Le premier appel de Marie de l’Incarnation

Conférence de Soeur Marie Seynaeve, osu

Nous nous mettons en prière avec Marie de l’Incarnation, non pour la substituer au Christ, ni pour en faire un paravent devant le Christ, mais au contraire, pour nous laisser conduire au Christ par son expérience spirituelle. Comme Angèle, dont elle explicite et approfondit l’enseignement à son insu, Marie est un don de Dieu offert à l’Eglise et particulièrement aux Ursulines, à cette petite portion d’Eglise que nous formons. Marie a donc un message pour nous aujourd’hui. Ce message est unique pour chacune d’entre nous, car chacune a sa manière unique et irremplaçable de vivre le charisme de la vie ursuline, dans le contexte qui est le sien.

Au début de la relation autobiographique de 1654, Marie nous livre très simplement la première emprise de Dieu dans sa vie. En découvrant la merveilleuse histoire de Marie, nous serons amenées, nous aussi, à prendre plus vivement conscience de l’histoire de Dieu dans notre vie, une histoire tissée par l’amour de « Celui qui nous a aimées le premier », « Celui qui nous aime toutes ensemble » et chacune de nous individuellement, personnellement, d’une manière unique et irremplaçable. Ecoutons Marie raconter cette première expérience :

Dès mon enfance, la divine Majesté voulant mettre des dispositions dans mon âme pour la rendre son temple et le réceptacle de ses miséricordieuses faveurs… » (Editions Oury, p. 19)

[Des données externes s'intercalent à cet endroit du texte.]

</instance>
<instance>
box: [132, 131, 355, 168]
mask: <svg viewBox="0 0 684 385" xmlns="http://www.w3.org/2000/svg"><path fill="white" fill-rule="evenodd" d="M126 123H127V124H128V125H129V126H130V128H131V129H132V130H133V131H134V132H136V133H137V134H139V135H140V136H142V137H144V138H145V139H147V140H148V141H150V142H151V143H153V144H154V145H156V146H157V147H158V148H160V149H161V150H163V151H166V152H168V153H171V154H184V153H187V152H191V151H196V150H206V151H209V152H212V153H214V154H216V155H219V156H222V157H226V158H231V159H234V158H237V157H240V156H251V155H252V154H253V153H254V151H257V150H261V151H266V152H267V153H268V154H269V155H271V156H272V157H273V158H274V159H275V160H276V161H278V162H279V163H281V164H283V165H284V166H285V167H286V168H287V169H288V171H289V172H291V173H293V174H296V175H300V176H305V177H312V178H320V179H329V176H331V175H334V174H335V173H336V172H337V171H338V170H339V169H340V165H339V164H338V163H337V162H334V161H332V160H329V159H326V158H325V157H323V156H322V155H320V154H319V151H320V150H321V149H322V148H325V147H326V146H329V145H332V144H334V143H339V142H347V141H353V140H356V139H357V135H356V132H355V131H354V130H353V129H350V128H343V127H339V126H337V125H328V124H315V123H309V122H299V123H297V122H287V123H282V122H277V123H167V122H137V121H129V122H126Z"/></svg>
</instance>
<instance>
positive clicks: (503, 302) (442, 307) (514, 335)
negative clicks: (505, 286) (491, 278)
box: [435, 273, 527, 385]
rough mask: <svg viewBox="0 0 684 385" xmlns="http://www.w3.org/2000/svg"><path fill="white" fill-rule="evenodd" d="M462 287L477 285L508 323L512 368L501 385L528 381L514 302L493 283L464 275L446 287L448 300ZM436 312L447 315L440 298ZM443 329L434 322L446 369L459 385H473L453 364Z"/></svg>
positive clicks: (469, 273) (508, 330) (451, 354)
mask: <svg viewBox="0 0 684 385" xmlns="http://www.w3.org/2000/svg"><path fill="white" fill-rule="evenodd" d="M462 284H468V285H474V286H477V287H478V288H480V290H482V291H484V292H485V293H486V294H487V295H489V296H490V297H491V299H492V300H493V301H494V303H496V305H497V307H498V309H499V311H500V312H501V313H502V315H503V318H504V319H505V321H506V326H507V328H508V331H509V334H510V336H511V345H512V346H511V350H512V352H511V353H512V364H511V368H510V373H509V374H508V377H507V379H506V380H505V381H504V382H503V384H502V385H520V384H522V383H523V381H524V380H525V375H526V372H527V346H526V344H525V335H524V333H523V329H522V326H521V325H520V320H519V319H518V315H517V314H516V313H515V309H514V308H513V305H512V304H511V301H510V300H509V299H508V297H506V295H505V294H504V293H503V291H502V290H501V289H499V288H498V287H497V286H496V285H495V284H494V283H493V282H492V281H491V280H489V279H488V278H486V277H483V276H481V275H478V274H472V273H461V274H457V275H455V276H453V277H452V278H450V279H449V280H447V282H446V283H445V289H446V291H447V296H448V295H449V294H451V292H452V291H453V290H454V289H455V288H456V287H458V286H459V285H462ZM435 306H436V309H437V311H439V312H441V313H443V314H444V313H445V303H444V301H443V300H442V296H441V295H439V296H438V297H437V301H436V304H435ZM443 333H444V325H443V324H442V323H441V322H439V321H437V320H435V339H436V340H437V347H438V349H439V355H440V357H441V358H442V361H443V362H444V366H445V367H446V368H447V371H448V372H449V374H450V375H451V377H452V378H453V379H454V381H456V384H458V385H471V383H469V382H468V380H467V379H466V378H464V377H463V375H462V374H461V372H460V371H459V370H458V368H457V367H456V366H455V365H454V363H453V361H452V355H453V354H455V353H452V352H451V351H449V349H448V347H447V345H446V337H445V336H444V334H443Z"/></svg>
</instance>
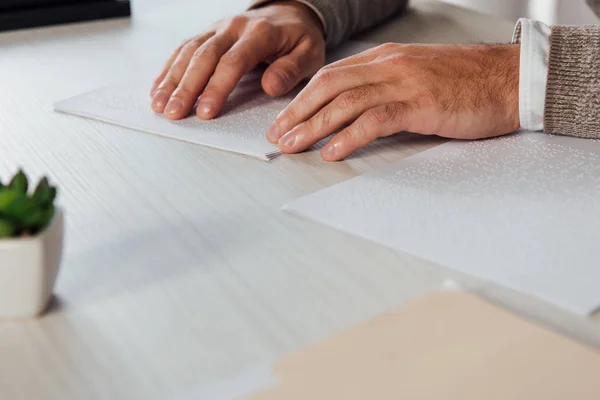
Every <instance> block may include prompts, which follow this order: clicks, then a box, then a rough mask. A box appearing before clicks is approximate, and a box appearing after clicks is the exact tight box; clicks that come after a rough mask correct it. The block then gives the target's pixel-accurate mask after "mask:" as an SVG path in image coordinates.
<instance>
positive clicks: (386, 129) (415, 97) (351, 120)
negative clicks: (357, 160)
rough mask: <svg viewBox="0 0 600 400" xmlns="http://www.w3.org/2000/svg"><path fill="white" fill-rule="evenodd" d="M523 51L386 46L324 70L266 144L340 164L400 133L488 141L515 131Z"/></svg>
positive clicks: (506, 46)
mask: <svg viewBox="0 0 600 400" xmlns="http://www.w3.org/2000/svg"><path fill="white" fill-rule="evenodd" d="M519 54H520V47H519V45H403V44H396V43H388V44H384V45H381V46H379V47H376V48H374V49H371V50H368V51H366V52H363V53H361V54H358V55H356V56H353V57H349V58H347V59H344V60H341V61H338V62H336V63H333V64H330V65H328V66H326V67H324V68H323V69H321V70H320V71H319V72H318V73H317V74H316V75H315V76H314V77H313V78H312V80H311V81H310V82H309V83H308V85H307V86H306V87H305V88H304V89H303V90H302V91H301V92H300V94H299V95H298V96H297V97H296V98H295V99H294V100H293V101H292V102H291V103H290V105H289V106H288V107H287V108H286V109H285V110H284V111H282V112H281V114H280V115H279V116H278V117H277V119H276V121H275V122H274V123H273V125H272V126H271V127H270V128H269V131H268V132H267V138H268V139H269V140H270V141H271V142H273V143H278V144H279V147H280V149H281V150H282V151H283V152H284V153H298V152H301V151H304V150H306V149H308V148H309V147H311V146H312V145H313V144H315V143H316V142H318V141H319V140H321V139H323V138H326V137H327V136H329V135H331V134H333V133H335V132H338V131H339V133H337V134H336V135H335V136H333V138H332V139H331V140H330V141H329V143H328V144H327V145H325V146H324V147H323V148H322V149H321V155H322V157H323V159H325V160H326V161H338V160H342V159H344V158H346V157H348V156H349V155H350V154H352V153H353V152H354V151H355V150H357V149H359V148H361V147H363V146H365V145H367V144H368V143H370V142H372V141H373V140H375V139H377V138H380V137H385V136H390V135H393V134H395V133H398V132H402V131H409V132H414V133H420V134H424V135H434V134H435V135H439V136H442V137H447V138H454V139H483V138H488V137H494V136H500V135H504V134H507V133H510V132H513V131H515V130H517V129H518V128H519V126H520V123H519Z"/></svg>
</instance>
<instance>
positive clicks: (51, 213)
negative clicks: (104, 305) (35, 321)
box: [0, 170, 63, 318]
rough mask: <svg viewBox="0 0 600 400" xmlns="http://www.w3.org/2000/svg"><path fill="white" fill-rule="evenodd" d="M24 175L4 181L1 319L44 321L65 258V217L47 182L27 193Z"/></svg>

Dès mon enfance… On pense à certaines paroles bibliques : « Dès le sein de ma mère, tu m’as appelé… ». Aujourd’hui, cette vérité est évidente pour chacune d’entre nous. En nous donnant la vie, Dieu avait déjà son projet d’amour sur nos vies : « Je t’ai aimée d’un amour éternel… »

La divine Majesté voulant mettre des dispositions dans mon âme pour la rendre son temple et le réceptacle de ses miséricordieuses faveurs… C’est le divin potier qui façonne son chef d’œuvre lentement, patiemment, à partir d’un peu de terre glaise. Le Temple de l’Ancienne Alliance abritait la présence de Dieu. Etre le temple de Dieu, c’est le laisser habiter en nous, pénétrer en nous. Et cela par pure miséricorde, par pur amour d’un Dieu qui se penche sue l’œuvre de ses mains que je suis…

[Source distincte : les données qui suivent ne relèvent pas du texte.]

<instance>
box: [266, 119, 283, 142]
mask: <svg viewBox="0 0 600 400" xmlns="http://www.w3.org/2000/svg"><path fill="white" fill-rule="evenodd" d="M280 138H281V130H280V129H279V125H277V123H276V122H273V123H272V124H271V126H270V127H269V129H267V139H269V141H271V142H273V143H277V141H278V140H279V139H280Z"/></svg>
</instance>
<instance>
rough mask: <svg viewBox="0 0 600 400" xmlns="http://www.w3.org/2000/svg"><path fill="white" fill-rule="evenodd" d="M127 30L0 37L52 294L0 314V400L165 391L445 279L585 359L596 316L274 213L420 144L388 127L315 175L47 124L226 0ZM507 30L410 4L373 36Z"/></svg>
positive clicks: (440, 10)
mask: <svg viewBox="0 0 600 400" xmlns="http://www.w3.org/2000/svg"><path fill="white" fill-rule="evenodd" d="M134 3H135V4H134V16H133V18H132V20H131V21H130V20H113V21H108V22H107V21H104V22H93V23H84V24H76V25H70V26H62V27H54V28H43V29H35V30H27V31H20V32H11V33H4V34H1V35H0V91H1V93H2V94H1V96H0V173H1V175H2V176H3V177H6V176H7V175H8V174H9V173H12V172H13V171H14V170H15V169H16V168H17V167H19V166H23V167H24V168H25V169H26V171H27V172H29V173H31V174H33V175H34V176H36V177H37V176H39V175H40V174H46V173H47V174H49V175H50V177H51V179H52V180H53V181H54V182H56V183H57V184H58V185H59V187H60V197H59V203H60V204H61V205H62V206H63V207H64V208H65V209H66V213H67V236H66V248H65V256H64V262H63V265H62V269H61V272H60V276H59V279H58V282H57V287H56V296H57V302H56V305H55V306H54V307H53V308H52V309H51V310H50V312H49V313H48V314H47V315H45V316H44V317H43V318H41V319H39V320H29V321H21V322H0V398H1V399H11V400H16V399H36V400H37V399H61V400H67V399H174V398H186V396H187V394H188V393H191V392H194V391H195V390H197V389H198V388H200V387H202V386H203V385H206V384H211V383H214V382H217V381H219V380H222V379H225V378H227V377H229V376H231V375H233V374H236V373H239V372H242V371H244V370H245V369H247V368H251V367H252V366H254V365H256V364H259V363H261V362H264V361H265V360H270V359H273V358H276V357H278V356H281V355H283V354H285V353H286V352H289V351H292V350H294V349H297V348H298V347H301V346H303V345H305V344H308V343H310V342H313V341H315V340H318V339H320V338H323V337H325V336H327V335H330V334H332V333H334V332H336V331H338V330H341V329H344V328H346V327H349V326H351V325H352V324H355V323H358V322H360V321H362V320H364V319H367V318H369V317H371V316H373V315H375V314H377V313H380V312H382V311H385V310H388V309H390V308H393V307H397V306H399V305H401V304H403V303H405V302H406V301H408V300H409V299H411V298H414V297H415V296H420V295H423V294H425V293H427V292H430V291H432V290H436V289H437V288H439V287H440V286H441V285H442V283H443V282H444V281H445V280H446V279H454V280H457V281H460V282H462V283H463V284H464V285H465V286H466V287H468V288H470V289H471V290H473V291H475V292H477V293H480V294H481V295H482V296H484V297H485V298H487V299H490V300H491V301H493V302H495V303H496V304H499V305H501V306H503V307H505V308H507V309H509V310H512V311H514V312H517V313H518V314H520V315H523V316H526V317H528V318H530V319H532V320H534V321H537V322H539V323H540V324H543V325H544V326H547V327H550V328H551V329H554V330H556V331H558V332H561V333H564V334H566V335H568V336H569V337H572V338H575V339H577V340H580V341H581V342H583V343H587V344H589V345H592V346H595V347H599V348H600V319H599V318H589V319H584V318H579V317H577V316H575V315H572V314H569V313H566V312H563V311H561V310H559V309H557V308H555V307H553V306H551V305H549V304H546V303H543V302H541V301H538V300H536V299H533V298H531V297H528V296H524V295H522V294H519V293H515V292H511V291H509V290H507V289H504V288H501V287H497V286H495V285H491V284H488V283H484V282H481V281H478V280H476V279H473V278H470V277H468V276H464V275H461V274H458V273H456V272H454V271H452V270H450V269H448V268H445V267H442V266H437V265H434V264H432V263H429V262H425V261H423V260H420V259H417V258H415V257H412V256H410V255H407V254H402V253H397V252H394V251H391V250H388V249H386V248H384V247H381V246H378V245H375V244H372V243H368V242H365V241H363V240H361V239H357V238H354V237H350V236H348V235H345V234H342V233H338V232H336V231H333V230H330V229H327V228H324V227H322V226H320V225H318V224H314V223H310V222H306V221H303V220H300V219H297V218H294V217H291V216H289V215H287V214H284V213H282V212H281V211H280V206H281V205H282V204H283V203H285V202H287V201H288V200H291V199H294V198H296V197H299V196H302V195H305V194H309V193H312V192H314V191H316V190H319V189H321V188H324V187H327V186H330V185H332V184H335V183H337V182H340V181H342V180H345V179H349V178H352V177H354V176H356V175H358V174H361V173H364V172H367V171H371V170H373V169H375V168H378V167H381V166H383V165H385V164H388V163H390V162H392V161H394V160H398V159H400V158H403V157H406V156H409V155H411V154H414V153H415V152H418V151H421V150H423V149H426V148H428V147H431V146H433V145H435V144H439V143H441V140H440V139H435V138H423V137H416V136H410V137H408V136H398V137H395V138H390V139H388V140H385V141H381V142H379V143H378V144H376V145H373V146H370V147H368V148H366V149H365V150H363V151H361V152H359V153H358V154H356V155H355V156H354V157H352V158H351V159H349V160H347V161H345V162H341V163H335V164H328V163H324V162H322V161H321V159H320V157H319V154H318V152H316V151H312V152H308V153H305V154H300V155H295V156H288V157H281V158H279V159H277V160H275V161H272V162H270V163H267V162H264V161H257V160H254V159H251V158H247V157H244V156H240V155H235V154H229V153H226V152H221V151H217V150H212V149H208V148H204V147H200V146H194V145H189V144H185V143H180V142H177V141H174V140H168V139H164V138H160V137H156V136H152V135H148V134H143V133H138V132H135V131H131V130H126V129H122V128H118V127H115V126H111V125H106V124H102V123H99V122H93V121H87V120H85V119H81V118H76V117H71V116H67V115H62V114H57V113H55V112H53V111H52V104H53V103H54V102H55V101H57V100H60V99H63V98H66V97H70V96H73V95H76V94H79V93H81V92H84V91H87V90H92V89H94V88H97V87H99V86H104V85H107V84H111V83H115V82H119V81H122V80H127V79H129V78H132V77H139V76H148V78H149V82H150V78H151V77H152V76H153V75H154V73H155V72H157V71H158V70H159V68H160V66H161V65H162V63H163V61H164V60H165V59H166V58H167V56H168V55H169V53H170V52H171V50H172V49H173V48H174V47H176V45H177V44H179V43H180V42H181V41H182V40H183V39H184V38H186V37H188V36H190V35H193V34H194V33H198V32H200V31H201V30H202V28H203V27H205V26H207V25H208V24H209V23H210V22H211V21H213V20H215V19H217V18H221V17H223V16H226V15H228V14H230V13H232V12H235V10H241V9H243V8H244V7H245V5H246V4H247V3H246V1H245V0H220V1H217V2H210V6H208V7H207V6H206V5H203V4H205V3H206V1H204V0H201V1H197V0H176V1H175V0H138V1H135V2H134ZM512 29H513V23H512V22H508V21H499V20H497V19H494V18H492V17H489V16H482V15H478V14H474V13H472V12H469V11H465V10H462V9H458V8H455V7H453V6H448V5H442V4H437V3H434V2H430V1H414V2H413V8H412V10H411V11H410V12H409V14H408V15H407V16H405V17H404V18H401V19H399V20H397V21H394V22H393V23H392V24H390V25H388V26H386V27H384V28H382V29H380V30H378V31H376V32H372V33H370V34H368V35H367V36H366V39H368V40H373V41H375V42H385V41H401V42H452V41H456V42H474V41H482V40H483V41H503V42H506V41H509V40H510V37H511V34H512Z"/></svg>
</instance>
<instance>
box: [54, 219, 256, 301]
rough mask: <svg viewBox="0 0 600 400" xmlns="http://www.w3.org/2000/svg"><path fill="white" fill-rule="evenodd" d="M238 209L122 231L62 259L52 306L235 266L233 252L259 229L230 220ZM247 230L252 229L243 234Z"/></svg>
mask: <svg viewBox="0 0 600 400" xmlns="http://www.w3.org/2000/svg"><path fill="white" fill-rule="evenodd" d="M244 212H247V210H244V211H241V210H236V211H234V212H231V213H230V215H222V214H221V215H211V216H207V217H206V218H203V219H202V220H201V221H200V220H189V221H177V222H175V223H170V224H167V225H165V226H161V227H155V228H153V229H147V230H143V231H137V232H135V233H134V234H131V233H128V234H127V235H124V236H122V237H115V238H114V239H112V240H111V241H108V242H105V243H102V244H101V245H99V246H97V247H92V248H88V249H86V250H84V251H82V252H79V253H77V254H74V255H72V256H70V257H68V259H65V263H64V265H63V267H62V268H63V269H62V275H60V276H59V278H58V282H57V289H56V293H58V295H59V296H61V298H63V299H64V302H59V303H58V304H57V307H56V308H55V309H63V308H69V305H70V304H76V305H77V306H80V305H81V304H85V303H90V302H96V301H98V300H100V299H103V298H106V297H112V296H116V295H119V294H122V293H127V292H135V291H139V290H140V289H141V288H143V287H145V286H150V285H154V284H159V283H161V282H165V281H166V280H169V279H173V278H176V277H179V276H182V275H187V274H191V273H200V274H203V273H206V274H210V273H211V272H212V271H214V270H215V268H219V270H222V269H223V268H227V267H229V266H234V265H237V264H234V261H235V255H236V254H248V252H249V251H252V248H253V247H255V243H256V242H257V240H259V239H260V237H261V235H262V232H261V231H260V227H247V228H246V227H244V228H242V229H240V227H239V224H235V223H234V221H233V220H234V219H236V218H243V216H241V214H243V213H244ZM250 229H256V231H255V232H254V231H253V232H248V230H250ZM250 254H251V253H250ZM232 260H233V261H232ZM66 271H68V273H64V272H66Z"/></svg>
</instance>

Je n’avais qu’environ sept ans qu’une nuit, dans mon sommeil, il me semble que j’étais dans la cour d’une école champêtre avec quelqu’une de mes compagnes, où je faisais quelque action innocente. Ayant les yeux levés vers le ciel, je le vis ouvert, et Notre Seigneur Jésus-Christ, en forme humaine, en sortir et qui par l’air venait à moi, qui, en le voyant, s’écriait à ma compagne, « Ah ! Voilà Notre Seigneur, c’est à moi qu’il vient »… Mais il y avait un secret que je ne connaissais pas.